Züc surprised himself.

He’s really clear on his intentions in life: to always be close to his sister. To always know where his humans are. And to always be in a state of happiness, usually play, when not napping, chasing stuff or eating.

So he surprised himself when he learned how to swim.

We were all out picnicking at a lovely, quiet lake in the summer time. I already love the water and swimming, My Fine Husband was in the water (the temp was warm enough) and Hops, Züc’s sister, was in the water as soon as she could get in.

Prancing at the end of the lake was Züc, whining and lamenting as only a slightly dang-it-I-want-to-be-with-you-all kid can do.

Züc, left, and his sister Hops, on dry land.

All of us were encouraging him to join us, from his prancing on the bank, in the lake.

I was only a few feet into the water, and he’d cautiously wade out, whining and unsure… though trusting me to be there for him, literally. He’d carefully walk to me, then go back to shore.

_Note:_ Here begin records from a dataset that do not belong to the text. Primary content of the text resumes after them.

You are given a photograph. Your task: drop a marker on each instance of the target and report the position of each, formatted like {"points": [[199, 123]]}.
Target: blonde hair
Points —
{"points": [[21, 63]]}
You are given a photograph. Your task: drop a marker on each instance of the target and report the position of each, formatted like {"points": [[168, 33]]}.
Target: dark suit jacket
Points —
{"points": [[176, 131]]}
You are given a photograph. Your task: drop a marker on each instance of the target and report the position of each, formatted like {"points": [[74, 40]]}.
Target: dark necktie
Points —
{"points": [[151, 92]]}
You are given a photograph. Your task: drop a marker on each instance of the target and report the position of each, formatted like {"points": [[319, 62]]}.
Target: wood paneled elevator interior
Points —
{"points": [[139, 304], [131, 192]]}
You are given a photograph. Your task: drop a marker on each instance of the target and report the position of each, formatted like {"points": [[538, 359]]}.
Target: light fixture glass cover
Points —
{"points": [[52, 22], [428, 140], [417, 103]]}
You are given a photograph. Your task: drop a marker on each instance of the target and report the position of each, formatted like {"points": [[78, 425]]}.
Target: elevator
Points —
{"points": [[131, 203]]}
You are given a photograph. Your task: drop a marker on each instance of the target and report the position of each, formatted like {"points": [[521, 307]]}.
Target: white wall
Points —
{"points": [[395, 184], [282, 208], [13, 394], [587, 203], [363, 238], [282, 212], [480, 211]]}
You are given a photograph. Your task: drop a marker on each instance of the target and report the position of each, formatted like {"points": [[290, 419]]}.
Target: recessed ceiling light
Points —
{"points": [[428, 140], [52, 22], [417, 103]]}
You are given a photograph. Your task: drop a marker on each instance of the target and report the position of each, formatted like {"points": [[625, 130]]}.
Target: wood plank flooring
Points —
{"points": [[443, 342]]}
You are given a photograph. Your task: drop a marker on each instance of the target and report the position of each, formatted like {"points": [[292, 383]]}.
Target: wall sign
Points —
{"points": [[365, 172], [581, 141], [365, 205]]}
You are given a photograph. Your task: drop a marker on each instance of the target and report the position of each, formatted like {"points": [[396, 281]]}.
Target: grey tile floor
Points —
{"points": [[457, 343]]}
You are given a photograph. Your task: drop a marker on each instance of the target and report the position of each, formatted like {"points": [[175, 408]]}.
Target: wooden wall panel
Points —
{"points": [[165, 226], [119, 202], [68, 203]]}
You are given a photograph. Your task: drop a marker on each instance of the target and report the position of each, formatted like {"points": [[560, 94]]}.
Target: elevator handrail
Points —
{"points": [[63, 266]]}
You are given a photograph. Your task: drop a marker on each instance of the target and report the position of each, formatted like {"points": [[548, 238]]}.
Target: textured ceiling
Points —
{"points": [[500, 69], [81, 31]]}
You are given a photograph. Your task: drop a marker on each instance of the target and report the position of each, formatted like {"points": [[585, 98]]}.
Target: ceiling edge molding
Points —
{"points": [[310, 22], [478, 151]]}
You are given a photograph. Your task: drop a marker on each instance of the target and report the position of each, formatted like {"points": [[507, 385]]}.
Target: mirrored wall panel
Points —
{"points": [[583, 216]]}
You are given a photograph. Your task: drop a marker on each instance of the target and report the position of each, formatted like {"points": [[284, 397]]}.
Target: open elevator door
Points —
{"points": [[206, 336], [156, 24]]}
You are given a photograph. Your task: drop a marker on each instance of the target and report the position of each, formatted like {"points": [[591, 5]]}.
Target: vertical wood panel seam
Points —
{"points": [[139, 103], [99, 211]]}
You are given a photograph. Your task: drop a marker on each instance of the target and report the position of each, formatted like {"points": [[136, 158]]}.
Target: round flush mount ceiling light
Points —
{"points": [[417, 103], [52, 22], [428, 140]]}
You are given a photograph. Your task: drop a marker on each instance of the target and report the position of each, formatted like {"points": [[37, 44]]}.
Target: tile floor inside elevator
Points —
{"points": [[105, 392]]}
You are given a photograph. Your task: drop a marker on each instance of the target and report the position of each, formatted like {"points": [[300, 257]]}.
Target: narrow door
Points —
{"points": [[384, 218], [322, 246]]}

I’d step back and encourage him again to come to me. He’d do the same, tentatively putting his legs into this stuff (water) he hadn’t yet fully come to trust.

Finally, I was out far enough  and he wanted to join us badly enough that he leapt from the shore to me. SUCCESS!

I held onto him, to reinforce his trust in me until he was ready to paddle about on his own.

And paddle he did!

Once he realized he could in fact swim, he did. With his head held as high off the surface of the water as possible, he swam to his sister. Then to My Fine Husband. Then to shore. Then out to us again. And so forth, until he’d swam for several minutes, still with a few low short whines, getting at least a bit more familiar with this strange environ.

Züc’s learning to swim was a (pun intended) watershed moment for us all. Very celebratory since we wanted him to join us, when he was ready – never forced or trust compromised. (NEVER throw another animal in the water that does not want to go – you only foster distrust).

We all had a great afternoon, connecting with each other, the water and the idea of what family is.

Sometimes learning how to swim even with a fear of what the ‘water’ may be makes all the difference.